Paciente esperou mais de quatro anos por exame e perdeu a visão do olho esquerdo
O município de Imaruí foi condenado pela Justiça ao pagamento de R$ 50 mil em indenização por danos morais a uma moradora que perdeu a visão do olho esquerdo e sofreu redução severa no olho direito devido à demora da rede pública municipal para agendar exames e cirurgia.
A sentença reconheceu que a omissão estatal e a espera de mais de quatro anos para a realização de um diagnóstico especializado foram determinantes para o agravamento irreversível do quadro de retinopatia diabética.
Espera de mais de quatro anos
O calvário da paciente iniciou-se em julho de 2018, quando surgiu a suspeita da doença e foi emitida a indicação para a realização de uma retinografia fluorescente. Classificada equivocadamente no sistema como caso de baixa prioridade, a moradora aguardou quatro anos e quatro meses pela efetivação do exame, realizado somente em novembro de 2022.
Na ocasião do exame, o diagnóstico apontou retinopatia diabética proliferativa com edema macular, isquemia retiniana e hemorragia vítrea. Após o laudo definitivo, a mulher ainda enfrentou mais seis meses de fila para realizar a cirurgia de vitrectomia, executada apenas em junho de 2023, período em que as sequelas visuais já haviam se consolidado.

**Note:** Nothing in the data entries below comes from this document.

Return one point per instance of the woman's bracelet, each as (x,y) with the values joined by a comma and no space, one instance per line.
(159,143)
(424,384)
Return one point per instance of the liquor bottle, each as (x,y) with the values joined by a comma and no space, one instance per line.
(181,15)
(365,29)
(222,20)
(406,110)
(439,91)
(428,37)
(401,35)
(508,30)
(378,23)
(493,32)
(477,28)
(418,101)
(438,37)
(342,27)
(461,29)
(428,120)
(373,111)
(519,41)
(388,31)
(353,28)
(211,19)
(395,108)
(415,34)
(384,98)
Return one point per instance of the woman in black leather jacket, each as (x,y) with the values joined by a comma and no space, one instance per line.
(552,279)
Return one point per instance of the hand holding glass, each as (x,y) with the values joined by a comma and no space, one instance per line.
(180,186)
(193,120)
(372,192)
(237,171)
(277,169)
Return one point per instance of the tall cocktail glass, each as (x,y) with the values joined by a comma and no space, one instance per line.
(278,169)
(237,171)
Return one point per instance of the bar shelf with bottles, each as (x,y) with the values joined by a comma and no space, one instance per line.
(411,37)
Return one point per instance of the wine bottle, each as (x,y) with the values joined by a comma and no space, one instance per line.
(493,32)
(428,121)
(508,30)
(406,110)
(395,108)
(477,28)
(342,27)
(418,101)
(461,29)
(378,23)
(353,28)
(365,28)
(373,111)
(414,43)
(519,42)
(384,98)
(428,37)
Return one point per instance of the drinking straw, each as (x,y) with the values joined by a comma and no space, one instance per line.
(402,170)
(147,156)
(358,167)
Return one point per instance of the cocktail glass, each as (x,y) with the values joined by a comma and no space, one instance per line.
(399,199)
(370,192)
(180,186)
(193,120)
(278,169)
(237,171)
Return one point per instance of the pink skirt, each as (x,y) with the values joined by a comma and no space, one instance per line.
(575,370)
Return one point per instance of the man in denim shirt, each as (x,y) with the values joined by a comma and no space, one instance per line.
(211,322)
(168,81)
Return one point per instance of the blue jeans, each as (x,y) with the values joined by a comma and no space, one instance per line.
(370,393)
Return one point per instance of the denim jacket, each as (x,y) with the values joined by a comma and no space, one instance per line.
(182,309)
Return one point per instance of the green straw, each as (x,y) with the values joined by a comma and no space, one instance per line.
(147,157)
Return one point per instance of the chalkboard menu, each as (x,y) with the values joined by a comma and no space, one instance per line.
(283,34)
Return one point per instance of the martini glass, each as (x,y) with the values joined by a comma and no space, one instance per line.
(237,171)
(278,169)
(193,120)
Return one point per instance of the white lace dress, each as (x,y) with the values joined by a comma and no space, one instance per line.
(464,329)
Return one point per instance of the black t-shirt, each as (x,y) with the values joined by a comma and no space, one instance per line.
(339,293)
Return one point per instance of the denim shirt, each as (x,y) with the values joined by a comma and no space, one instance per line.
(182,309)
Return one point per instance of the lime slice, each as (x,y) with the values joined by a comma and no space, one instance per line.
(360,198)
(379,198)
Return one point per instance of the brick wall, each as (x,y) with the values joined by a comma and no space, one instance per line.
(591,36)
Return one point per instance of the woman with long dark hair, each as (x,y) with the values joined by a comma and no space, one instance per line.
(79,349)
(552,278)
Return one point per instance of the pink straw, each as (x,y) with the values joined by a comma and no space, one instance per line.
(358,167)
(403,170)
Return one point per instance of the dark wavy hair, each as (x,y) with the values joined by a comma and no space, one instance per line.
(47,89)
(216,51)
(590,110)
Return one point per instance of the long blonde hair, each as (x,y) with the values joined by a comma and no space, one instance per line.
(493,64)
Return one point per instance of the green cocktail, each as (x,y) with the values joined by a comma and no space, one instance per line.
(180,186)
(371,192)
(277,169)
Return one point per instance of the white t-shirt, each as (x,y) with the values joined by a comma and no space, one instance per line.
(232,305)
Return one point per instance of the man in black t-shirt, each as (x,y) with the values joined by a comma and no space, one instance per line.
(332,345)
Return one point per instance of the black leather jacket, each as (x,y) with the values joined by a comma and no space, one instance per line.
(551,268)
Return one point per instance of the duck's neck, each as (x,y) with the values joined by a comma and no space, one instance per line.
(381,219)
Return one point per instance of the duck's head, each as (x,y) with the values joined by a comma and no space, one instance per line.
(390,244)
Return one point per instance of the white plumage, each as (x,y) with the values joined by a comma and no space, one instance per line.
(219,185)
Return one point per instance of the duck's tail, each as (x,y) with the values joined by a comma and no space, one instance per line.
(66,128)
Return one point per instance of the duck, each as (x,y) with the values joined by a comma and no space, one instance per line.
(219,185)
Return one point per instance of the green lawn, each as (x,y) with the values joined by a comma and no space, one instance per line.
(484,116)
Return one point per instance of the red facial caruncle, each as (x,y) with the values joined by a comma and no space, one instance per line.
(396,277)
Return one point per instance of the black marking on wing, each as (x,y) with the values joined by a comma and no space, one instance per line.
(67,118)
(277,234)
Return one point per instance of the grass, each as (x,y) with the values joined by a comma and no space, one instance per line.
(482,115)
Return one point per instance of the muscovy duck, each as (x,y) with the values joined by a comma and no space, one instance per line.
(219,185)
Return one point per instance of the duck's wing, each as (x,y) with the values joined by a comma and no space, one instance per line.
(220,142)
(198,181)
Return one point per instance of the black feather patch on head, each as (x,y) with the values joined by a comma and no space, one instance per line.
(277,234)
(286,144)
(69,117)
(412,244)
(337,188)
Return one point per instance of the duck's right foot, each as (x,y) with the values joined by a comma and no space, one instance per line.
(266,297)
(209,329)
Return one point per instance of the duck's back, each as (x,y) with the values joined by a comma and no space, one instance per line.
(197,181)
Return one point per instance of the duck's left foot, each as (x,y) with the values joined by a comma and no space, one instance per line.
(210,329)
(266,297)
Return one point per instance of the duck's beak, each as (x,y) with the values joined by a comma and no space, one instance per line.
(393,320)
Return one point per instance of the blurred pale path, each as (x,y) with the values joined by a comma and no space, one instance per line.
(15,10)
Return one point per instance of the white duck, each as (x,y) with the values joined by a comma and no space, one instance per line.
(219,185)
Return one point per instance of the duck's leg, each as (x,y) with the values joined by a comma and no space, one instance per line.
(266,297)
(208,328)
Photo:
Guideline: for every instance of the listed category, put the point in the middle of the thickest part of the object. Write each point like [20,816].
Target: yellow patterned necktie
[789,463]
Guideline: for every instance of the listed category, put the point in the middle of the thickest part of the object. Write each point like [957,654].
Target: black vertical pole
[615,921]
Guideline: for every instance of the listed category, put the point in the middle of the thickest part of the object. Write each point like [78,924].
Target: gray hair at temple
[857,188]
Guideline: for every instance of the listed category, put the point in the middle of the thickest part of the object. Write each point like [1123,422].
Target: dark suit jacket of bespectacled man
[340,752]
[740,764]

Laudo pericial e direito a recurso
Durante a instrução do processo, o laudo pericial concluiu que, embora o diabetes descompensado fosse o fator primário da doença, a demora para a realização dos procedimentos impediu um tratamento precoce que poderia ter minimizado ou evitado a perda da visão. O perito apontou que o caso exigia atendimento prioritário e que os prazos de espera do município foram incompatíveis com a gravidade da patologia.
O magistrado fixou o valor da reparação em R$ 50 mil, acrescido de juros e correção monetária, destacando o sofrimento e as limitações permanentes impostas à cidadã. A administração de Imaruí poderá recorrer da sentença perante o Tribunal de Justiça de Santa Catarina (TJSC).